Choisir selon son envie
Plutôt que de courir après « la meilleure » adresse, mieux vaut partir de ce qu’on a envie de goûter. Le registre change tout, et une grille simple aide à s’y retrouver.
| Envie du moment | Vers quoi s’orienter | Bon à savoir |
|---|---|---|
| Choux et crèmes | Paris-Brest, Saint-Honoré, religieuse | Un trio sûr, meilleur dégusté frais |
| Chocolat | Opéra, éclair, créations de chocolatier | Registre plus intense, idéal en fin de repas |
| Classique réconfortant | Éclair, mille-feuille, baba | Des valeurs sûres qui déçoivent rarement |
| Un moment, pas un à-emporter | Salon de thé, entremets sur place | Le cadre fait partie du plaisir |
| Rapporter ou offrir | Macarons, chocolats | Voyagent mieux qu’un entremets fragile |
Cette grille n’a rien de rigide. L’envie d’un jour de pluie n’est pas celle d’un dimanche ensoleillé, et c’est très bien ainsi.
Reconnaître une bonne pâtisserie
Quelques signes ne trompent pas, sans qu’il faille être expert. Une vitrine où les gâteaux tournent vite est plutôt bon signe : la fraîcheur prime, surtout pour les crèmes et les fruits. Une carte qui suit les saisons, avec des fruits du moment plutôt que des fraises en décembre, traduit souvent un vrai souci du produit. Les finitions parlent aussi : un glaçage net, des choux réguliers, un montage propre disent le soin apporté.
Méfiez-vous d’une carte interminable et identique toute l’année. Une bonne maison fait évoluer ses créations avec les saisons ; une carte figée trahit souvent des produits standardisés.
Enfin, une file d’attente peut signaler une bonne maison comme un simple effet de mode — la régularité, elle, se vérifie sur la durée, pas sur une photo. Le plus juste reste de goûter, de comparer et de se faire sa propre idée. Une pâtisserie qu’on aime n’est pas forcément celle qui truste les classements ; c’est celle dont on a envie de repousser la porte une deuxième fois.
Quels sont les desserts typiquement parisiens ?
Le Paris-Brest, le Saint-Honoré, l’opéra, la religieuse, le baba au rhum et le macaron dans sa forme moderne comptent parmi les desserts les plus associés à Paris. Tous ne sont pas nés dans la ville, mais ils y sont devenus des références.
Quelle est la plus ancienne pâtisserie de Paris ?
La maison Stohrer, ouverte en 1730, est considérée comme la plus ancienne pâtisserie de Paris.

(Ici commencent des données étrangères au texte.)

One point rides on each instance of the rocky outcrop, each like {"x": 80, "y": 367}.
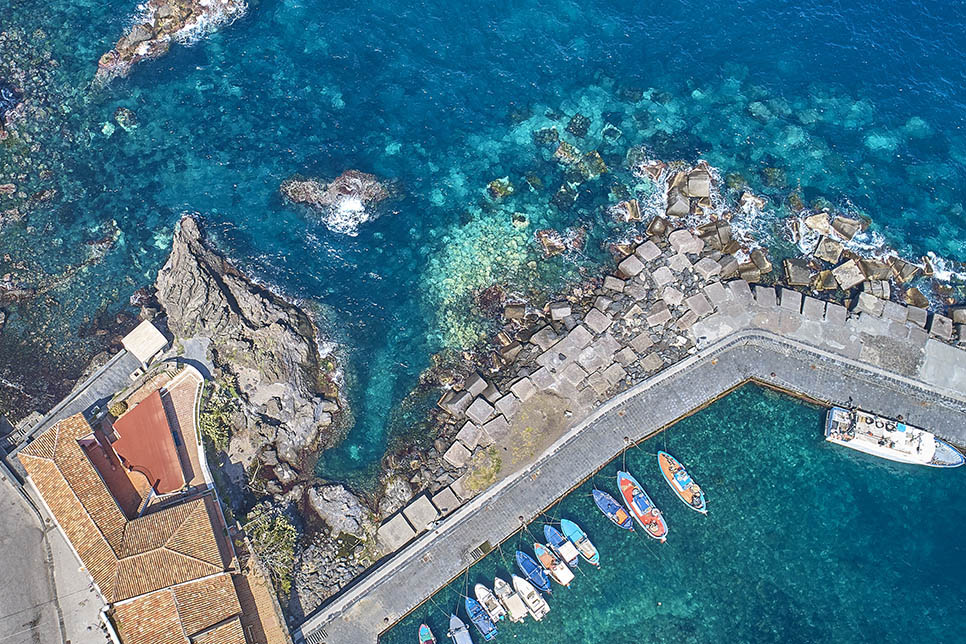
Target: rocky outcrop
{"x": 341, "y": 511}
{"x": 160, "y": 23}
{"x": 269, "y": 345}
{"x": 344, "y": 204}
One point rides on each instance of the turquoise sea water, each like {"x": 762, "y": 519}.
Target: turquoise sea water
{"x": 841, "y": 100}
{"x": 804, "y": 542}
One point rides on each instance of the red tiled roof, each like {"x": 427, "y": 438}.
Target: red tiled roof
{"x": 191, "y": 612}
{"x": 125, "y": 558}
{"x": 146, "y": 444}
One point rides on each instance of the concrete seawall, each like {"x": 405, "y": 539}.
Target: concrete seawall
{"x": 886, "y": 364}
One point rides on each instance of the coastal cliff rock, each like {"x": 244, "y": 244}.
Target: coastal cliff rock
{"x": 160, "y": 23}
{"x": 341, "y": 511}
{"x": 269, "y": 345}
{"x": 344, "y": 204}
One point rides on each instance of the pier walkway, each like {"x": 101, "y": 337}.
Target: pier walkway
{"x": 114, "y": 376}
{"x": 824, "y": 355}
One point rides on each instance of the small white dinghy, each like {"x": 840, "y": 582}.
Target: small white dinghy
{"x": 516, "y": 609}
{"x": 536, "y": 605}
{"x": 490, "y": 603}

Elle reste notamment associée au baba au rhum, qu’elle a contribué à populariser dans la capitale.
D’où vient le Paris-Brest ?
Il a été créé en 1910 par le pâtissier Louis Durand, à Maisons-Laffitte, en hommage à la course cycliste Paris-Brest-Paris. Sa forme ronde évoque une roue de vélo, et il est garni d’une crème mousseline au praliné.
Comment savoir si une pâtisserie est bonne ?
Fiez-vous à la fraîcheur (une vitrine qui tourne vite), à une carte qui suit les saisons et à la netteté des finitions. Une carte figée toute l’année est moins rassurante. Le meilleur juge reste votre propre dégustation.
Que rapporter de sucré de Paris ?
Les macarons et certains chocolats se transportent bien mieux que les entremets, plus fragiles. Pour offrir ou voyager, ce sont des valeurs sûres ; gardez les gâteaux à la crème pour une dégustation rapprochée.
Au fond, « desserts paris » ne se résume pas à une adresse à cocher. C’est une poignée de classiques à connaître, des maisons à découvrir au gré de ses envies, et le plaisir, toujours renouvelé, de s’arrêter devant une vitrine.